California is known for its sunshine, nice weather, and high taxes, among many other things.
State controller candidate Konstantinos Roditis wants to save Californians a lot on taxes, by defunding the High-Speed Rail system, repealing the gas tax increase, cutting down excessive regulatory expenses, and stopping the service and labor tax that might take place in the near future.
In addition, the ever-increasing Californian house price and rent chase many people away and Roditis wants to change that.
“A new home built costs 40% more because of government regulations. It goes to 45 different regulatory agencies so I want to cut those,” he said during a recent interview in the City of Industry, about 30 minutes drive west of Los Angeles.
Roditis’ name will show up on the November ballot next to his opponent Betty Yee, who currently serves as State Controller. Roditis says Yee plans to tax small businesses for their labor and services, including health care and child care providers.
“When you go to your accountant or lawyer, and small businesses when they provide services, they want to tax that. So we are looking at least $120 billion of new taxes a year,” he said.
He plans to create a smaller government with fewer taxes which is not where the California government looks to be heading now.
Among one of the worst offenders in unnecessary spending, he said, is the High-Speed Rail system, which he claims is actually breaking the law.
“The High-Speed Rail was supposed to be paid one-third by the state, one-third by the private sector, one-third from the federal government; and right now there is no federal money … but they continue to fund this thing. It was supposed to cost $35 billion. It’s going to cost $98.1 billion, and I think that’s still a low number. So on day one (as the State Controller) I am going to cut funding on that and save us $100 billion.”
He thinks that the state government as it stands is not being responsible to the people because of special interest groups.
Comparatively, he states on his campaign website, “I have not and will not take union, corporate, or special interest money. This campaign is 100% grassroots funded by hardworking taxpayers like you.”
With his businessman experience and serving as the board of directors for some non-profit organizations, Roditis thinks California needs to change the way it functions in many aspects.
“We can do government better and cheaper.
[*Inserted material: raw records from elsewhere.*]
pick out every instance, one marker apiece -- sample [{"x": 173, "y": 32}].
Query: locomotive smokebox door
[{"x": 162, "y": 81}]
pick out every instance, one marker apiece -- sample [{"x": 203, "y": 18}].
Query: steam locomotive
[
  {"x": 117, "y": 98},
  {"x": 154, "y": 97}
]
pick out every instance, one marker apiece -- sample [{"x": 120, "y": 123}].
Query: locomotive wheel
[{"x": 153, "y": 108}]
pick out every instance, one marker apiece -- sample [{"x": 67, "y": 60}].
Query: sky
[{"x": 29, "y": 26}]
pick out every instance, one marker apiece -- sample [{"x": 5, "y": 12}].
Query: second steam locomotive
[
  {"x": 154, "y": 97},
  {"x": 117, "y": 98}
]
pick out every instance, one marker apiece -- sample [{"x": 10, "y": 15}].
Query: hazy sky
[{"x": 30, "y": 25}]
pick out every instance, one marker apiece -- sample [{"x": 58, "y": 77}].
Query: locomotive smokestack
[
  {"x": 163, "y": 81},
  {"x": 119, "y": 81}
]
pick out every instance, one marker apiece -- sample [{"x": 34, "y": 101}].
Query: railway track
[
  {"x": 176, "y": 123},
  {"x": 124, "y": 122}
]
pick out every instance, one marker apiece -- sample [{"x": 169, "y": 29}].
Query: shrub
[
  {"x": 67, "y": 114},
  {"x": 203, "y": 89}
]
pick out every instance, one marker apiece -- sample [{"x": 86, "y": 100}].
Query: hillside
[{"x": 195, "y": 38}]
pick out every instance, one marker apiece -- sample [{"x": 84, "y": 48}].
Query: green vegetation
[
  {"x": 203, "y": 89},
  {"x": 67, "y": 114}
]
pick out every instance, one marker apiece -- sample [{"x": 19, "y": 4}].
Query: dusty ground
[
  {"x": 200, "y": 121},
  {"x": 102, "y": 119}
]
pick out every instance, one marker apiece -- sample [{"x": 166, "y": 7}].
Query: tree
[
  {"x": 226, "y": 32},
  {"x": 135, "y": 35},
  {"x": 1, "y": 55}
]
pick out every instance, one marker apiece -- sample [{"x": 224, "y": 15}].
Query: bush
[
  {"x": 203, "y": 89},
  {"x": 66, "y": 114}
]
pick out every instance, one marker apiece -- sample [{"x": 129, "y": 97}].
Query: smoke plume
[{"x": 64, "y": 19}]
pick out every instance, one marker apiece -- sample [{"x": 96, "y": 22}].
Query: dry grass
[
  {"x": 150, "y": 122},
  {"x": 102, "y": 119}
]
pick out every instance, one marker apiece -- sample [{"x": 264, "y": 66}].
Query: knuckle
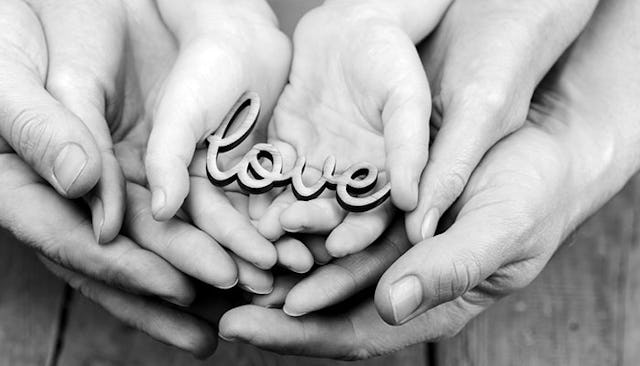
[
  {"x": 451, "y": 329},
  {"x": 32, "y": 133},
  {"x": 77, "y": 79},
  {"x": 115, "y": 271},
  {"x": 449, "y": 186},
  {"x": 359, "y": 353}
]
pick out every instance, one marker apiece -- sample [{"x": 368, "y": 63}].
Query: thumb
[
  {"x": 51, "y": 139},
  {"x": 443, "y": 268}
]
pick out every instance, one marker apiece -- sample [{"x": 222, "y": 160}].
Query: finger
[
  {"x": 204, "y": 83},
  {"x": 318, "y": 216},
  {"x": 58, "y": 229},
  {"x": 443, "y": 268},
  {"x": 469, "y": 129},
  {"x": 159, "y": 321},
  {"x": 212, "y": 212},
  {"x": 259, "y": 203},
  {"x": 252, "y": 278},
  {"x": 357, "y": 334},
  {"x": 406, "y": 130},
  {"x": 5, "y": 148},
  {"x": 281, "y": 286},
  {"x": 46, "y": 135},
  {"x": 184, "y": 246},
  {"x": 269, "y": 224},
  {"x": 294, "y": 255},
  {"x": 317, "y": 247},
  {"x": 85, "y": 43},
  {"x": 359, "y": 230},
  {"x": 344, "y": 277},
  {"x": 311, "y": 335}
]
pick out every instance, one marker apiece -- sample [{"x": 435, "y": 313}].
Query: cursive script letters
[{"x": 261, "y": 167}]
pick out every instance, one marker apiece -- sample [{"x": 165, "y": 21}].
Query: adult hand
[
  {"x": 578, "y": 147},
  {"x": 484, "y": 62},
  {"x": 53, "y": 101}
]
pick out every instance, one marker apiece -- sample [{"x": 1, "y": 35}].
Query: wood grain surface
[{"x": 30, "y": 306}]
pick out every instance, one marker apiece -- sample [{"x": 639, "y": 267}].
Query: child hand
[
  {"x": 227, "y": 48},
  {"x": 357, "y": 91}
]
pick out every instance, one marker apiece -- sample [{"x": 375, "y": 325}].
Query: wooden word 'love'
[{"x": 353, "y": 187}]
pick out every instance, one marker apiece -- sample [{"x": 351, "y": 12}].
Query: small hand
[{"x": 357, "y": 91}]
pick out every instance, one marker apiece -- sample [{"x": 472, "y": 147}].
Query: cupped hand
[
  {"x": 484, "y": 62},
  {"x": 356, "y": 91},
  {"x": 578, "y": 147},
  {"x": 53, "y": 100}
]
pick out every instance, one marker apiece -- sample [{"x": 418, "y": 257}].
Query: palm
[{"x": 332, "y": 105}]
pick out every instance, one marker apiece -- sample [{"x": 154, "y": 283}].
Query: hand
[
  {"x": 529, "y": 192},
  {"x": 484, "y": 62},
  {"x": 356, "y": 91},
  {"x": 52, "y": 103},
  {"x": 227, "y": 48}
]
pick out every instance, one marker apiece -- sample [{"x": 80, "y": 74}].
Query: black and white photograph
[{"x": 319, "y": 182}]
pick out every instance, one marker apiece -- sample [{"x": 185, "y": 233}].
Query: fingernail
[
  {"x": 175, "y": 302},
  {"x": 256, "y": 291},
  {"x": 226, "y": 287},
  {"x": 292, "y": 229},
  {"x": 68, "y": 165},
  {"x": 158, "y": 200},
  {"x": 292, "y": 313},
  {"x": 429, "y": 223},
  {"x": 98, "y": 218},
  {"x": 405, "y": 296},
  {"x": 228, "y": 339}
]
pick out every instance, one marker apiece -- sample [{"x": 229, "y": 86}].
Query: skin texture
[
  {"x": 578, "y": 147},
  {"x": 334, "y": 105},
  {"x": 113, "y": 74},
  {"x": 562, "y": 128},
  {"x": 484, "y": 63},
  {"x": 98, "y": 65}
]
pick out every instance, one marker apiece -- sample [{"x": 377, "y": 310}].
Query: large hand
[
  {"x": 61, "y": 130},
  {"x": 484, "y": 62},
  {"x": 577, "y": 149},
  {"x": 357, "y": 91}
]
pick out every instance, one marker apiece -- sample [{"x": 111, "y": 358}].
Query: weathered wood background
[{"x": 582, "y": 310}]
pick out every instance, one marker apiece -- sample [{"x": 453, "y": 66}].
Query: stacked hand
[{"x": 112, "y": 101}]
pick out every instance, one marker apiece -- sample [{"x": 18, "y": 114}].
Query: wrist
[{"x": 414, "y": 17}]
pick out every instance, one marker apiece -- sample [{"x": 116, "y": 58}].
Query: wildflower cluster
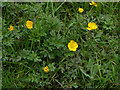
[{"x": 46, "y": 69}]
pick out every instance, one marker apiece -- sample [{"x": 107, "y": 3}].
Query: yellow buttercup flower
[
  {"x": 46, "y": 69},
  {"x": 92, "y": 26},
  {"x": 93, "y": 3},
  {"x": 11, "y": 28},
  {"x": 80, "y": 10},
  {"x": 29, "y": 24},
  {"x": 72, "y": 45}
]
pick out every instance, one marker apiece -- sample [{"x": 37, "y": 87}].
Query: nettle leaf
[{"x": 30, "y": 55}]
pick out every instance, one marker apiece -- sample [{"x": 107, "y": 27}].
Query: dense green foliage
[{"x": 27, "y": 51}]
We can actually create more revenue by opening up the engine of the economy so that people can get back to work.”
Roditis wants to streamline projects and increase high-paying jobs in local communities, as well as remove unnecessary bureaucrats.
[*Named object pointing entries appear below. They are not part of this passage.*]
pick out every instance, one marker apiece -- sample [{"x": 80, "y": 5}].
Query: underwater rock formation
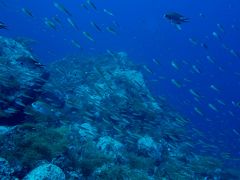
[
  {"x": 21, "y": 79},
  {"x": 110, "y": 146},
  {"x": 5, "y": 170},
  {"x": 44, "y": 172},
  {"x": 93, "y": 118}
]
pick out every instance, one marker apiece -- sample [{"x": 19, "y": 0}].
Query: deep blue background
[{"x": 144, "y": 34}]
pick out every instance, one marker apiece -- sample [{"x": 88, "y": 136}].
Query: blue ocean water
[{"x": 143, "y": 32}]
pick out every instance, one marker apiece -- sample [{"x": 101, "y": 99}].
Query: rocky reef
[{"x": 90, "y": 117}]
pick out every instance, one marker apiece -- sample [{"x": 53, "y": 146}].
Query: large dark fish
[
  {"x": 2, "y": 25},
  {"x": 176, "y": 18}
]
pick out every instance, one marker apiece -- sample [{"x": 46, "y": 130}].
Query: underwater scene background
[{"x": 94, "y": 89}]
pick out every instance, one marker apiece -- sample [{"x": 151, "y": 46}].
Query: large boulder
[{"x": 21, "y": 79}]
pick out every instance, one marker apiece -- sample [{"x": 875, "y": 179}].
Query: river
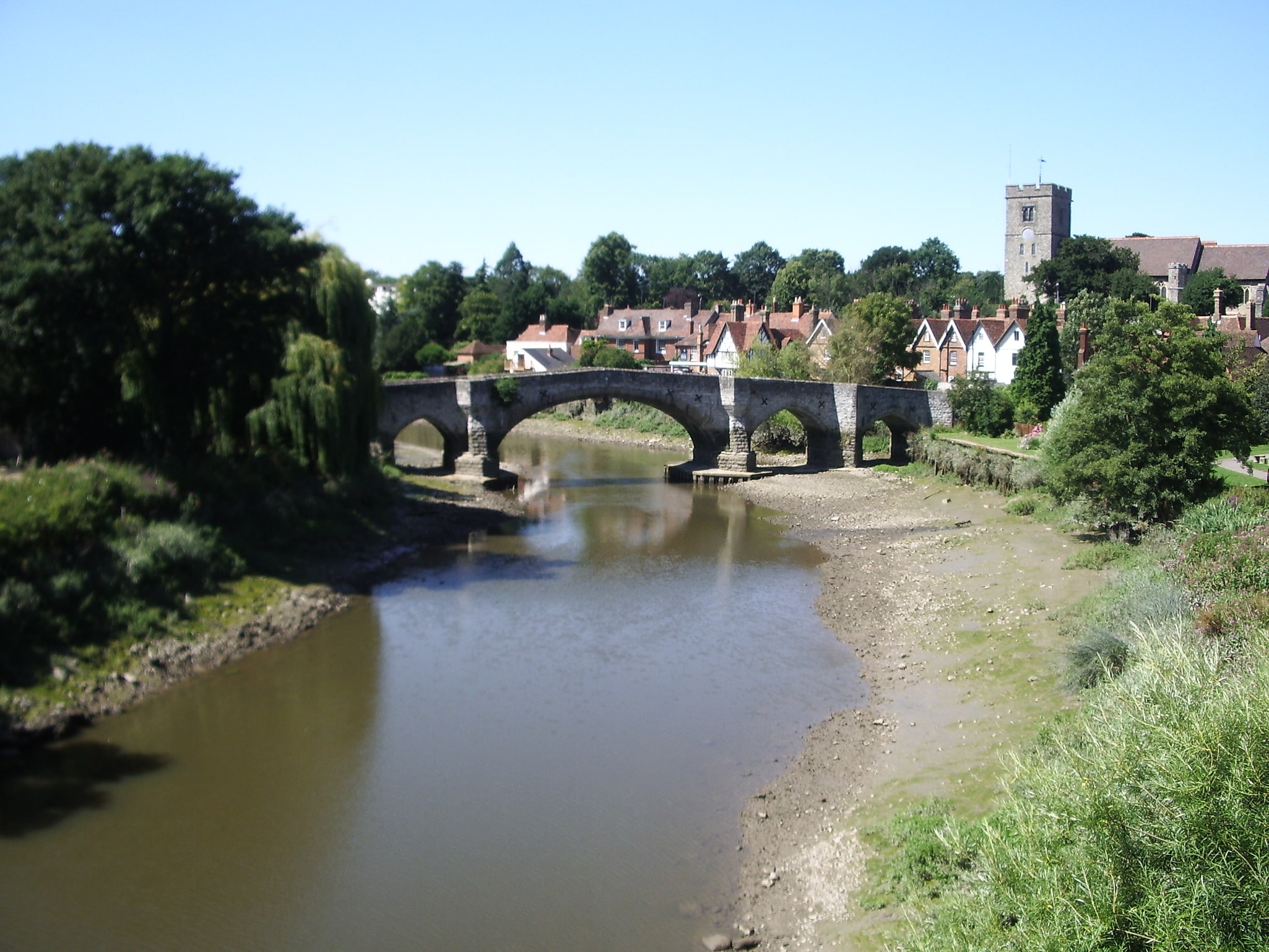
[{"x": 539, "y": 740}]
For instance, many California residents know how bad a lot of road conditions are, but the added tax always seem to be insufficient to fix this problem. Roditis said he is going to be looking at CalTran, since it only spends about 20% of the collected money on fixing the roads. For the same kind of road-repair work, it costs Californians four times as much compared with Texas.
Roditis wants to change these policies and find new ways of doing things. He also stated that hiring more employees won’t be necessary; on the contrary, he prefers to let the local agencies handle their own taxes to satisfy their own needs. He called this Trickle-up-Taxation, which is going back to how California government used to do things before The Great Depression.
He used Los Angeles as an example: “Los Angeles, just like every other county, has its unique issues and problems. Wouldn’t it make more sense to allow Los Angeles to have more flexibility to meet the demands of their residents? Shouldn’t they keep the bulk of the money they pay in taxes so they can use it to fix their roads, parks, address the homeless issues, reinvest in schools and community center, and build more affordable housing?
“From my business experience to my experience as a city commissioner in Anaheim, and in the world of charity, I want to bring my passions to making a better community for all people,” he concluded.